IN THE HIGHEST ROOM OF THE HOUSE, A PRIVATE DRAWING room painted with apple-green geometrical tile designs where Dally and Richard spent hours alone reading and tipping bottles of Laphraoig before sunset, the two men stood by the great plate-glass window watching a swirl of dust rising from the distant road.
“Looks like a car,” Dally said hopefully.
“It isn’t the police. They said they were dealing with a morgue, but I haven’t heard from them.”
Richard wondered if he should call Hamid. The afternoon was winding down and the trees were spreading their shadows around the cliffs. They had been sleeping for two hours and the nightmares had not completely blown off. But what would Hamid do? He decided to wait and see. When the body was finally taken away, the cloud hanging over them would presumably be lifted at a stroke. All they had to do was remove it circumspectly, without desecration of custom.
“It’s definitely a car, Dick.”
“The mint suppliers?”
“They came this morning. Maybe someone from the morgue.”
“But which morgue?”
Dally shrugged. He had no idea what morgues there were in the neighborhood of Azna. He didn’t know if they had morgues at all. Didn’t they just throw the body into a pit or something?
Richard had to handle Dally carefully sometimes. He was liable to go off if arrangements carefully made suddenly came unstuck.
“There’s a morgue in Errachidia. Might be a pickup from them.”
Dally did go off. “I wish you hadn’t invited those English people. What a bore they are. And what a mess they’ve made.”
“Are they a bore?”
“They’re a horrible bore. And did you see Mr. Limey’s shoes?”
Richard nodded. “It’s a type, Dally. He’s a public school doctor. What do you expect?”
“I guarantee that tonight they’re the only ones who don’t dress up. They’ll claim they have post-traumatic stress disorder.”
“I’m sure it’s what they have.”
“I saw him grab a drink at the breakfast buffet. He was guzzling it. His hand was shaking. He’s pathetic. Never again with those two, I swear.”
“Probably wise,” Richard thought dourly.
“We should have invited the Bainbridges. They’re genuinely wacko at least. And they don’t kill people on the way up.”

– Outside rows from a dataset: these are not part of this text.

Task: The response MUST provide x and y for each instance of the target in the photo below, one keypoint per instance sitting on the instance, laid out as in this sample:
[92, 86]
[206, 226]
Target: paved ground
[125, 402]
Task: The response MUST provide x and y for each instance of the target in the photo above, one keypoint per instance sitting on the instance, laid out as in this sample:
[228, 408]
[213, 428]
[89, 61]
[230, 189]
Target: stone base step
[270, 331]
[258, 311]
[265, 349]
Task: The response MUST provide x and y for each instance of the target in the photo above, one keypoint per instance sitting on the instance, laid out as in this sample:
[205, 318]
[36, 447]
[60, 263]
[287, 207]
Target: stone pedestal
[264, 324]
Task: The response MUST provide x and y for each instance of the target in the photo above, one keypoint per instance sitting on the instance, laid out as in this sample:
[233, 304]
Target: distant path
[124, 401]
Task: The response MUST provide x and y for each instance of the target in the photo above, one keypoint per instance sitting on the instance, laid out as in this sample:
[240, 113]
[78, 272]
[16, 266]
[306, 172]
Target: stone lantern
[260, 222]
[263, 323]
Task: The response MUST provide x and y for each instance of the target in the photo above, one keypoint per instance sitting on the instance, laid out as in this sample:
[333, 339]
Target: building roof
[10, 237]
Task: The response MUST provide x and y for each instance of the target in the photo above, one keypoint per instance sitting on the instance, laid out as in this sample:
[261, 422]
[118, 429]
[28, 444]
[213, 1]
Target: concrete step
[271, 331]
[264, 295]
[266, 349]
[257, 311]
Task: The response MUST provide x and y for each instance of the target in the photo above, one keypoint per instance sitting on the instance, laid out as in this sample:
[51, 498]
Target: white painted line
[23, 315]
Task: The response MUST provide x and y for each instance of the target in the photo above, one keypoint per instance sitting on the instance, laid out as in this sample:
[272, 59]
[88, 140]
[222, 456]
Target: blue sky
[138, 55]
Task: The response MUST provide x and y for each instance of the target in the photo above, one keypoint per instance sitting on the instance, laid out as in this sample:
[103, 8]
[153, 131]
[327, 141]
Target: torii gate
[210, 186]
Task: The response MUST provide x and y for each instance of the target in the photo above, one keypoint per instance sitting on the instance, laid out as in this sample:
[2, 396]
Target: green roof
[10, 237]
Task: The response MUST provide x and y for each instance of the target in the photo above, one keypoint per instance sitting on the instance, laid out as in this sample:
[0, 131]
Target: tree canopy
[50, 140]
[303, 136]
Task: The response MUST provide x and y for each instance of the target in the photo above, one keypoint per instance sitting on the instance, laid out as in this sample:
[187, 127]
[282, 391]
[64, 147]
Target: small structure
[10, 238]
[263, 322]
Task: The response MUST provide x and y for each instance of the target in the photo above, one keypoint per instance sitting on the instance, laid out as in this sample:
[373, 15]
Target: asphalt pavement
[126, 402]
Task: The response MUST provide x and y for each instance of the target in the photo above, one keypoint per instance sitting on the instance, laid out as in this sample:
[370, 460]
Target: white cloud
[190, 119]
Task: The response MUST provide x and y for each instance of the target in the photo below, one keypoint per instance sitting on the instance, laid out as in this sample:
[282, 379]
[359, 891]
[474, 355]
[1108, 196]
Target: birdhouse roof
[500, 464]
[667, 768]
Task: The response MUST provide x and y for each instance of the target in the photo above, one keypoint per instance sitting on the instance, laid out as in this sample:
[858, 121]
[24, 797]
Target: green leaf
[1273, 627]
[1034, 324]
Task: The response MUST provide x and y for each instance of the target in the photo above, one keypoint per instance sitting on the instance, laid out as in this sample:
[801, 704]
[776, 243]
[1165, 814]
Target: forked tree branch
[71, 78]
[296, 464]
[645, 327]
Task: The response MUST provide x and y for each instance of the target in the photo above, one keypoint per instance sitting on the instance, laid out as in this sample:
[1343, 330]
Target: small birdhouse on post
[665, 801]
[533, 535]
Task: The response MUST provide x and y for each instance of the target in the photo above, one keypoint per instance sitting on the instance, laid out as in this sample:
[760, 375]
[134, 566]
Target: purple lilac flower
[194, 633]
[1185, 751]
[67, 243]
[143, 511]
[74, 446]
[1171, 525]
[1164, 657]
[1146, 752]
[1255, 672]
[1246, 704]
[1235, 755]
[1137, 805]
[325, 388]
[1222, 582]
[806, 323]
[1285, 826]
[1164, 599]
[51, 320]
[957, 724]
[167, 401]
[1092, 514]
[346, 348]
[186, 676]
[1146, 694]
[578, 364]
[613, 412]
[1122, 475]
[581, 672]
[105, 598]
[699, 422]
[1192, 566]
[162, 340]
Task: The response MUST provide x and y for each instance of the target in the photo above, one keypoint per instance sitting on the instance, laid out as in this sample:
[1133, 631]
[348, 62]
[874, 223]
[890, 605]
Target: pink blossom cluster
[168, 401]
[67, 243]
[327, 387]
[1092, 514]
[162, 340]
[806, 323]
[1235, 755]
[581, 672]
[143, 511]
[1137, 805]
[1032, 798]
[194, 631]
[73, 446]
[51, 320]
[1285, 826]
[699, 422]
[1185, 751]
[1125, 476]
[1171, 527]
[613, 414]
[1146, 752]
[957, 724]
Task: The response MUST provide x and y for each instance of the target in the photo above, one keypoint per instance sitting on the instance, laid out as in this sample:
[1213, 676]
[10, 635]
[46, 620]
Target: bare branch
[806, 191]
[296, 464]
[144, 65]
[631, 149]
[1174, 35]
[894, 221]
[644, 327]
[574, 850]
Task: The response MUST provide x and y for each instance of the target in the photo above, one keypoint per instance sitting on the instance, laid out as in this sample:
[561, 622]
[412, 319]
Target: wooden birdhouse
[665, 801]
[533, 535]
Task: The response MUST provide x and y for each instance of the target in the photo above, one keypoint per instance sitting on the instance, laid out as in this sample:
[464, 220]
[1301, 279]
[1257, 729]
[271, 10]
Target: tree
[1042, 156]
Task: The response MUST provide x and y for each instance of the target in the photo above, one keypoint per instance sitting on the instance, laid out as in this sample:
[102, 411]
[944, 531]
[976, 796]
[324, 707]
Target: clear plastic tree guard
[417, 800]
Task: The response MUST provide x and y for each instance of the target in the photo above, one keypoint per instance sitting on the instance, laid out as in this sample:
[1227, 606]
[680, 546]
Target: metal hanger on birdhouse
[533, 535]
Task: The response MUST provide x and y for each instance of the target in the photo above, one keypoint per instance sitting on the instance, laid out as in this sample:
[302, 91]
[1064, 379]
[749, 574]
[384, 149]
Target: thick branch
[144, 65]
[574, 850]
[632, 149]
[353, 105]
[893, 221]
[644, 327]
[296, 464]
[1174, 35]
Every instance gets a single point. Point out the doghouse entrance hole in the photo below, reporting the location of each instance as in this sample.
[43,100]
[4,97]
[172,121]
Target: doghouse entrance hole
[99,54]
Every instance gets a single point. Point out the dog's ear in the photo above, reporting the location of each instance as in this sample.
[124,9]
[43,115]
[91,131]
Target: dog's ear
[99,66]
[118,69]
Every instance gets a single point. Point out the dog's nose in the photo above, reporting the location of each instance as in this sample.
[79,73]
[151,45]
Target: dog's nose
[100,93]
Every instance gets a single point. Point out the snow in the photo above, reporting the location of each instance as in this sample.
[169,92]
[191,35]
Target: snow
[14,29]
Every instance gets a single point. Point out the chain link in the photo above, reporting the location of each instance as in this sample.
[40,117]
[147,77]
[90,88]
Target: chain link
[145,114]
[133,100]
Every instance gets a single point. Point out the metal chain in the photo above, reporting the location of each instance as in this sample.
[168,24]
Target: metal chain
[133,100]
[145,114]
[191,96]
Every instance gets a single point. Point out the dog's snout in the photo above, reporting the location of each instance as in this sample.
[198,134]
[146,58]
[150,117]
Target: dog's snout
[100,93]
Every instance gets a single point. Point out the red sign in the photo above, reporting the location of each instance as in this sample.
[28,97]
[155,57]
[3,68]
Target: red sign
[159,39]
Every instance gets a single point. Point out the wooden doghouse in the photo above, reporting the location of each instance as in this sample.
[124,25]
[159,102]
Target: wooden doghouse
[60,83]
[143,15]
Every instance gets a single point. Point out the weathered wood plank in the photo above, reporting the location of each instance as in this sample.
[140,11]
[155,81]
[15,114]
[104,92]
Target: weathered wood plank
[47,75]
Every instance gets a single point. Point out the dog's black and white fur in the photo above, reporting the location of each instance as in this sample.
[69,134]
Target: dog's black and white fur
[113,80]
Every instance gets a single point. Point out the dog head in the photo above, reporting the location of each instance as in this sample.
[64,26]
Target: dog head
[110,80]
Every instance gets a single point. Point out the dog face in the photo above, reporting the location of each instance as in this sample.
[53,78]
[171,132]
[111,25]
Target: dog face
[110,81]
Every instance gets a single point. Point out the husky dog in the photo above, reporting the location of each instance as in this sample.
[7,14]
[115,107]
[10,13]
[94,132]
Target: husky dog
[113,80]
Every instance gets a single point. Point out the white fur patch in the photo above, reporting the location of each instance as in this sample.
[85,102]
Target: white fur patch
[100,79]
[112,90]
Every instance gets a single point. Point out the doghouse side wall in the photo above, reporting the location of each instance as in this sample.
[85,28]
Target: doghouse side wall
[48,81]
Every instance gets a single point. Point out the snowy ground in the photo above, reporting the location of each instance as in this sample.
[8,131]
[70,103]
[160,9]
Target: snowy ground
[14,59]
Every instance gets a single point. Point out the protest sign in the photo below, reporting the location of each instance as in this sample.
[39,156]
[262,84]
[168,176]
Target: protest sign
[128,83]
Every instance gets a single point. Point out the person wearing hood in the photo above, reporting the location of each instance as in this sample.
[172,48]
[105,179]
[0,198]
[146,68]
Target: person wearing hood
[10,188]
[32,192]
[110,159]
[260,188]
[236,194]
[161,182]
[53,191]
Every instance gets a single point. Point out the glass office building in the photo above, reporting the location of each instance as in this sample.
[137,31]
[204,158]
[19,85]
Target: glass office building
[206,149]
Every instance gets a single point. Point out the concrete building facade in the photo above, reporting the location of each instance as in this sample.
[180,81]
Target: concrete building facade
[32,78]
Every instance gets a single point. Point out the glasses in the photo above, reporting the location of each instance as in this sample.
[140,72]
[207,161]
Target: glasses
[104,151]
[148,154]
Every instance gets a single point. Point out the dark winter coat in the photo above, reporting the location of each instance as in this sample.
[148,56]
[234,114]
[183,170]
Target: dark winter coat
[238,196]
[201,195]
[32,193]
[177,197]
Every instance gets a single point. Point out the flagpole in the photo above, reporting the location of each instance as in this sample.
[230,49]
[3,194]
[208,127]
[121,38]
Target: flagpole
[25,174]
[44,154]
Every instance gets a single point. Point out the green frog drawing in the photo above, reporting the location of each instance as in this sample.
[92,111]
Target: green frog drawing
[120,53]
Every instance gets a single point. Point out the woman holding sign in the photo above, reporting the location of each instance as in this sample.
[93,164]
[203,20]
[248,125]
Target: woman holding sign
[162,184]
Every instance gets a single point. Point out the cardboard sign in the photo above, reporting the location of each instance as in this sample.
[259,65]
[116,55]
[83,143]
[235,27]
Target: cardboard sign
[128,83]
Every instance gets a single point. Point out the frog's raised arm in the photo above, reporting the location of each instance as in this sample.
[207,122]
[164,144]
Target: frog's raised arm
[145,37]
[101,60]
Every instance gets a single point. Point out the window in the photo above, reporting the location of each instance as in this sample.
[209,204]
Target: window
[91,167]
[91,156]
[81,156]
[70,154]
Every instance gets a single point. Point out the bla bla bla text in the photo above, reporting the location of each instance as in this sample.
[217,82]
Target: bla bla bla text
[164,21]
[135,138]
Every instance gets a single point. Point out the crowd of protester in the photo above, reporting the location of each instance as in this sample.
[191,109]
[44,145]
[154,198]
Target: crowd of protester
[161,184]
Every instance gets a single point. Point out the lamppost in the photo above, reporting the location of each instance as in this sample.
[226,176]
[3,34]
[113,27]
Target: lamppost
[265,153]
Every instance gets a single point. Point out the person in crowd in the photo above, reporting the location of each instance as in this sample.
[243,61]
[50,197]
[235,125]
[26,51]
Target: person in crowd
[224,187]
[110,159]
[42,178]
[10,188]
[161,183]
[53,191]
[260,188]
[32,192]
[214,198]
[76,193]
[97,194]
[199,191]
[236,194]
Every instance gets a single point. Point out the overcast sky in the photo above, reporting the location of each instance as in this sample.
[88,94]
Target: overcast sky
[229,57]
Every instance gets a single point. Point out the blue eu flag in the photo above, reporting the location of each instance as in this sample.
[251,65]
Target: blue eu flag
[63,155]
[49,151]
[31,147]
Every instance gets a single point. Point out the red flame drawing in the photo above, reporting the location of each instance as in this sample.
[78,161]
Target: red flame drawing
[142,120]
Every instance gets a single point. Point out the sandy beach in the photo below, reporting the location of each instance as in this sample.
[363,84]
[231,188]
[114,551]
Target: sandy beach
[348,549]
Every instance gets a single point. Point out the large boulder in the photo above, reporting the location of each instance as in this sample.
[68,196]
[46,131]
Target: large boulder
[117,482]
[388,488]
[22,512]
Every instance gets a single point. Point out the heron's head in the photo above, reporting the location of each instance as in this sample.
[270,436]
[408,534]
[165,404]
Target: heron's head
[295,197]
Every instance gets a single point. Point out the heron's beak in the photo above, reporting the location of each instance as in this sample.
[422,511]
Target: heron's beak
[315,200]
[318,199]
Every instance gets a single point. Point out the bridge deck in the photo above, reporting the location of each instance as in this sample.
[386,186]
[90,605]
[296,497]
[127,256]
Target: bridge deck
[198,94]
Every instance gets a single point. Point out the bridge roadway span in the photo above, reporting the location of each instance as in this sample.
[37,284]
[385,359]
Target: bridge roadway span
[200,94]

“There’s always next time.”
They laughed, complicit again. The swirls of dust had reached the cliffs where the tents stood, baking mud-brown in a lengthening sun. Dally poured himself a Scotch. Slowly, Richard got dressed. He loved the desert at this hour. A wild camel nosed its way along the black ribbon of the road, and far off at the opening of the valley a menacing orange light gathered. The fig trees in the garden shuddered as if beaten with sticks, but there was little wind during those moments. The hour of dusk could be tasted, but not seen.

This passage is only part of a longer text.